Studiengänge im Ausland
Wer heute als Apotheker außerhalb der
öffentlichen oder Krankenhausapotheke einen Arbeitsplatz
sucht, kann zunehmend von internationalen Erfahrungen und
Kenntnissen profitieren. Ein Blick über den deutschen
Tellerrand bietet daher interessante Perspektiven, ein
Aufbaustudium mit einem Auslandsaufenthalt zu verbinden.
Einige europäische Universitäten bieten jedoch auch
Fernstudiengänge an.
Ein umfangreiches postgraduales Studienangebot für
Apotheker gibt es im Vereinigten Königreich. Die
Universitäten bieten Kurse in drei Stufen an, die in der
Regel nach folgendem Schema aufgebaut sind: Einjährige
Kurse führen zu einem Zertifikat (Certificate in ...),
nach zweijährigen Kursen wird ein Diplom (Diploma in
...) verliehen. Nach einem weiteren akademischen Jahr und
der Anfertigung einer umfangreichen Abschlußarbeit kann
der Grad des Master of Science (MSc in ...) erworben
werden. Alle Kurse enden mit entsprechenden Prüfungen.
Angeboten werden die Aufbaustudiengänge entweder im
Präsenzstudium (full time), Teilzeitstudium (part time)
oder im Fernkurs (distance learning).
Das Hauptangebot der britischen Aufbaustudiengänge für
Apotheker besteht in den Bereichen Klinische Pharmazie
(Clinical Pharmacy) und Offizin-Pharmazie (Community
Pharmacy). Es werden Kurse für alle drei Abschlußstufen
von insgesamt neunzehn Universitäten angeboten. Die
Studienmöglichkeiten beschränken sich nicht auf die
beiden genannten Spezialisierungsrichtungen. Weitere
Angebote bestehen in Radiopharmazie, Pharmakologie,
Psychiatrischer Pharmazie, Pharmazeutischer Analytik oder
Immunopharmakologie.
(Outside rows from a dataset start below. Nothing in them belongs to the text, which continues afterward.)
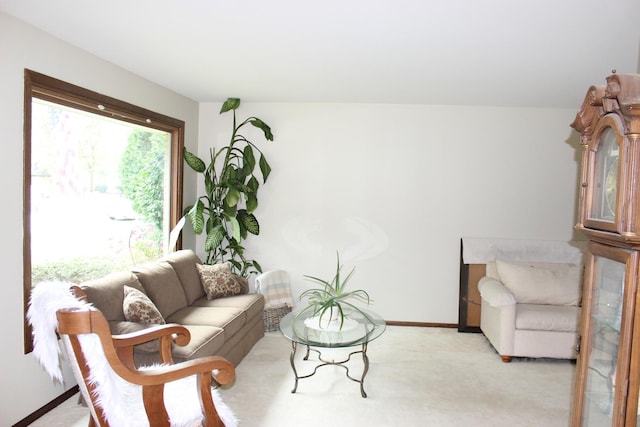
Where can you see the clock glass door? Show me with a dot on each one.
(608, 281)
(605, 179)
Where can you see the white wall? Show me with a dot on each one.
(395, 187)
(25, 387)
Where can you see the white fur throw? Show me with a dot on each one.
(120, 400)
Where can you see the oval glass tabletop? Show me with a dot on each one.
(358, 328)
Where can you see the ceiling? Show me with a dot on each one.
(542, 53)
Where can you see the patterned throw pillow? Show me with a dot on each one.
(138, 307)
(218, 280)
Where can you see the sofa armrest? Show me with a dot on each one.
(495, 293)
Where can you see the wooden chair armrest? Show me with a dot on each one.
(218, 367)
(167, 334)
(178, 333)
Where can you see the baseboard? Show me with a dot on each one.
(46, 408)
(421, 324)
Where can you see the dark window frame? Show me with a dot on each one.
(37, 85)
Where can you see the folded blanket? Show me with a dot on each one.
(274, 286)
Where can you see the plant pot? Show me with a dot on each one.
(331, 322)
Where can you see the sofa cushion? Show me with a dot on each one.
(184, 263)
(539, 317)
(162, 285)
(252, 304)
(542, 283)
(218, 280)
(106, 293)
(138, 307)
(229, 318)
(205, 341)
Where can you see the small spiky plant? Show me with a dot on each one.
(332, 297)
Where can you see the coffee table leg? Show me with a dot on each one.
(294, 347)
(365, 360)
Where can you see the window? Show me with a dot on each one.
(102, 183)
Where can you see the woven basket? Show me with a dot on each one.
(272, 317)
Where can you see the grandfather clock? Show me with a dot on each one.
(608, 367)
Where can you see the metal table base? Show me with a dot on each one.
(323, 362)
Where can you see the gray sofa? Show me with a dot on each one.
(228, 326)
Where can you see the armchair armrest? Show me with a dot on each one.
(167, 334)
(495, 293)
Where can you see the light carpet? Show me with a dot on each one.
(417, 377)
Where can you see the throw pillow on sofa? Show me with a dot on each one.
(218, 280)
(138, 307)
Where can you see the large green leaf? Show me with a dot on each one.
(230, 104)
(264, 168)
(196, 216)
(235, 229)
(193, 161)
(252, 185)
(232, 198)
(249, 221)
(249, 158)
(252, 202)
(262, 125)
(214, 238)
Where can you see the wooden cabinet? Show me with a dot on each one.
(608, 368)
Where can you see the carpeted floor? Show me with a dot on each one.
(417, 377)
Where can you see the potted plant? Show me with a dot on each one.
(226, 211)
(328, 306)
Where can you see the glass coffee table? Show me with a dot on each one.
(358, 331)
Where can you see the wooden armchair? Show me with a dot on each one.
(104, 368)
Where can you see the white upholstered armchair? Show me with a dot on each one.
(531, 309)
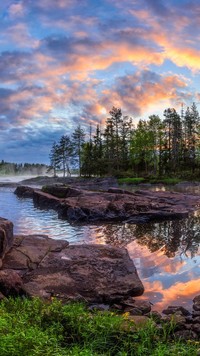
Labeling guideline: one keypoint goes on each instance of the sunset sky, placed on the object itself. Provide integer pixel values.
(65, 62)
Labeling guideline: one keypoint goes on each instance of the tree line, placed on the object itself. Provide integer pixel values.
(9, 168)
(153, 147)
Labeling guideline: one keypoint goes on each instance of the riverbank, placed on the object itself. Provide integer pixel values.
(72, 329)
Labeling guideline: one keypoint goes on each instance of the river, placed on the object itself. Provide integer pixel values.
(166, 254)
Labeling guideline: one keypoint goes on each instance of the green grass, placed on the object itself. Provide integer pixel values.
(33, 327)
(169, 181)
(130, 180)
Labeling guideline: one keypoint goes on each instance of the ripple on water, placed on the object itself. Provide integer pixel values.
(166, 254)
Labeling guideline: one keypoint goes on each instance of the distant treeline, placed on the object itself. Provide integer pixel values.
(154, 147)
(7, 168)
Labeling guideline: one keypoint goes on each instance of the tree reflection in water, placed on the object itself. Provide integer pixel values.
(180, 237)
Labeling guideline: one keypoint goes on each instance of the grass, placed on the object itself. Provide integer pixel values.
(33, 327)
(130, 180)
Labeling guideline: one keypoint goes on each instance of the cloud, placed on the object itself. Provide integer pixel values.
(143, 90)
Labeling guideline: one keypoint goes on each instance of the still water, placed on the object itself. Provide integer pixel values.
(166, 254)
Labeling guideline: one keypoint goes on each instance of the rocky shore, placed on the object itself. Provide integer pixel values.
(86, 206)
(101, 275)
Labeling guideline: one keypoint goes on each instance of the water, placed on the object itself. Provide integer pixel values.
(166, 254)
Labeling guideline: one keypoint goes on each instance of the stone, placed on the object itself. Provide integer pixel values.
(196, 307)
(174, 309)
(6, 237)
(99, 307)
(196, 328)
(24, 191)
(185, 335)
(92, 273)
(156, 316)
(76, 204)
(11, 284)
(138, 320)
(143, 305)
(196, 300)
(196, 319)
(133, 311)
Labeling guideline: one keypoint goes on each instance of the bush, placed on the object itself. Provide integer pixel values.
(34, 327)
Exemplarisch vorgestellt werden
weiterhin drei spezielle, in ihrer Art in Deutschland
bislang nicht angebotene Studienrichtungen:
Veterinärpharmazie, Pain Management sowie die
Master-Kurse der London School of Hygiene & Tropical
Medicine.
Studienmöglichkeiten im Ausland bestehen weiterhin in
Humanernährung an der Eidgenössischen Technischen
Hochschule Zürich, im Management im Gesundheitswesen an
der Universität Bern und in Europäischer
Gesundheitspolitik an der Universität Nancy. Die Erasmus
Universität Rotterdam bietet ein Summer-School-Programm.
Für Apotheker bestehen also vielfältige postgraduale
Studienmöglichkeiten im In- und Ausland. Ob ein Aufbau-
oder Zusatzstudium sinnvoll ist, muß in jedem Einzelfall
unter Berücksichtigung der Berufsziele und
Berufsaussichten, aber auch unter Kosten-Nutzen-Aspekten
abgewogen werden. Zum Teil erheben die Universitäten
allerdings relativ hohe Studiengebühren. Das Berufsziel
und anvisierte spätere Tätigkeitsfeld des Interessenten
sollte jedoch die Hauptgrundlage jeder Entscheidung über
eine Zusatzqualifikation darstellen.